Processed 100 / 100 qual values for qual
We can look at the result e.g. using R:
data = read.csv('snv_precisionrecall.csv')
head(data)=>
X field qual tp fp fn tp_filtered fp_filtered na
1 0 qual 0.3460096 1928415 6076 9847 9847 6100 68868
2 1 qual 0.1508784 1935279 8362 2983 2983 3814 98211
3 2 qual 0.1150540 1936334 9213 1928 1928 2963 107510
4 3 qual 0.7410711 1898631 3456 39631 39631 8720 37226
5 4 qual 0.9300044 1806764 2069 131498 131498 10107 16868
6 5 qual 0.8391139 1870848 2878 67414 67414 9298 27255
na_filtered precision recall fracNA
1 107665 0.9968591 0.9949197 0.034376265
2 78322 0.9956978 0.9984610 0.048098981
3 69023 0.9952646 0.9990053 0.052365814
4 139307 0.9981830 0.9795533 0.019195457
5 159665 0.9988562 0.9321567 0.009239191
6 149278 0.9984640 0.9652194 0.014337334
... or make a plot like this:
library(ggplot2)
ggplot(data, aes(x=recall, y=precision, color=field)) +
geom_point() + theme_bw()
ggsave("snv.png", width=4, height=3, dpi=120)
The scored test data can also be used to generate a QQ plot and calibrate the model, so that reported EVS scores (GQX values) will correspond roughly with phred-scale precision:
python ${STRELKA_INSTALL_PATH}/share/scoringModelTraining/germline/bin/evs_qq.py \
--output snv_qq.csv \
--calibration snv_calibration.json \
snv_classified.csv
This produces a CSV output file that can be used to plot binned empirical precision vs uncalibrated or calibrated EVS scores, as well as a JSON calibration file that can be used to apply the inferred calibration when exporting the model (Step 6).
Strelka uses models in JSON format, which can be produced from the model pickle file and (optionally) the calibration file as follows:
python ${STRELKA_INSTALL_PATH}/share/scoringModelTraining/germline/bin/evs_exportmodel.py \
--classifier snv_model.pickle \
--output germlineSNVScoringModel.json \
--calibration snv_calibration.json \
--varianttype SNV \
--threshold 3
Note that the EVS score threshold for the variant type in question can also specified.
To use in Strelka, point it to the new model files by adding
--snvScoringModelFile germlineSNVScoringModel.json \
--indelScoringModelFile germlineIndelScoringModel.json
to the options supplied to configureStrelkaGermlineWorkflow.py.
Note that if the model's feature set has been changed, additional steps are required to use this file in Strelka.
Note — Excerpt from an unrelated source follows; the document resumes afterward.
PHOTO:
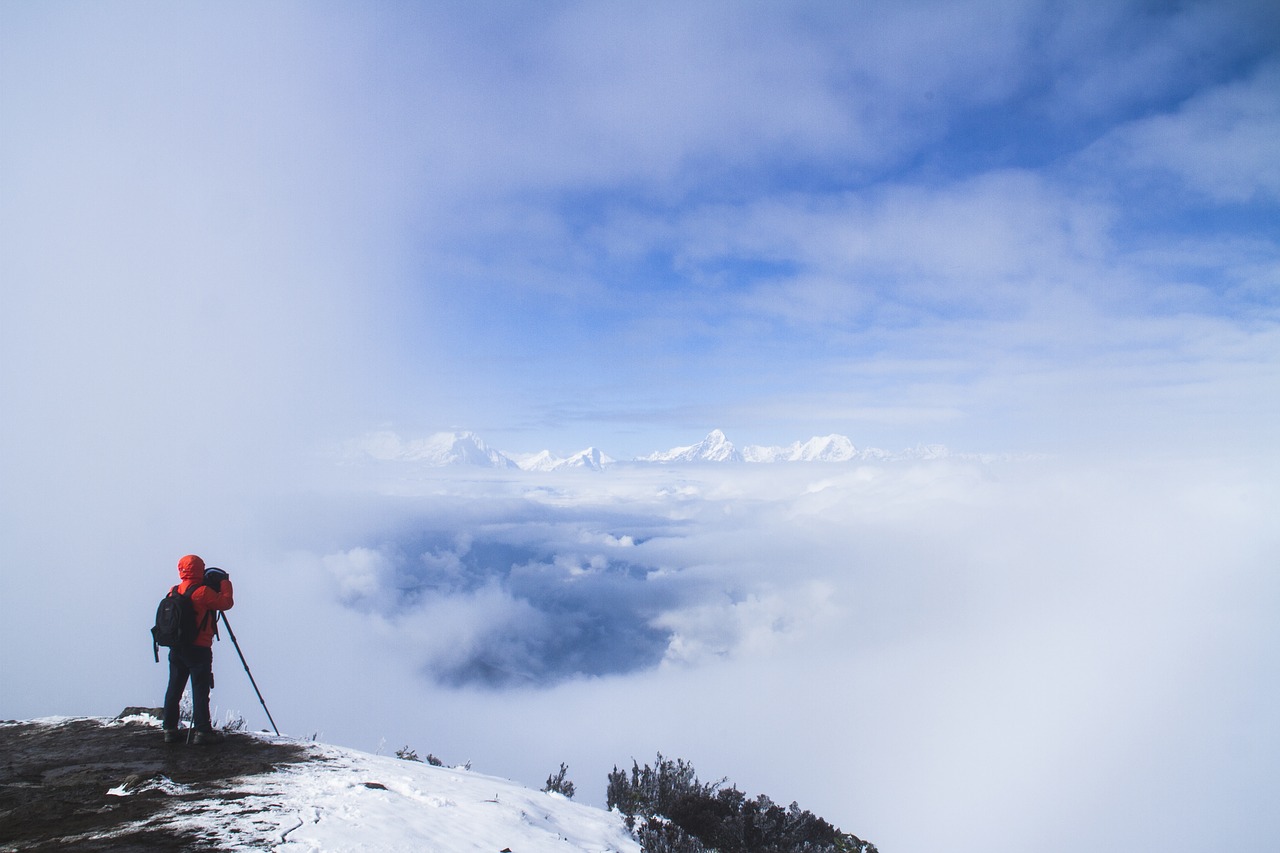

This operation is outside of user guide scope at present.
For RNA-Seq models, the following additional options are recommended for parseAnnotatedTrainingVcf (Step 1c):
--suppressGTMismatch labels candidate variants as correct if the allele agrees with the truth set but the genotype does not (by default, genotype mismatch causes variants to be labeled as incorrect).
--discardFNs omits false negative variants from the training and test sets. This means that reported recall will be relative to the set of candidate variants rather than reflective of Strelka's overall recall.
--removeRNAEditing labels variants that potentially arose via RNA editing (A->G and T->C changes) as having unknown truth status (the truth set is based on DNA, so will be incorrect where RNA editing occurs).
Current practice for RNA-seq model training (Step 2) is to use the --balance option (downsamples the positive or negative training samples so as to use an equal number of both).
For evaluating precision and recall (Step 4), the --stratifyByCoverage option is useful to output results for low-coverage (AD1<3) and high-coverage (AD1>=3) variants, as the majority of candidate RNA SNVs have low coverage.
Finally, evs_exportmodel (Step 6) must be run with --calltype RNAseq.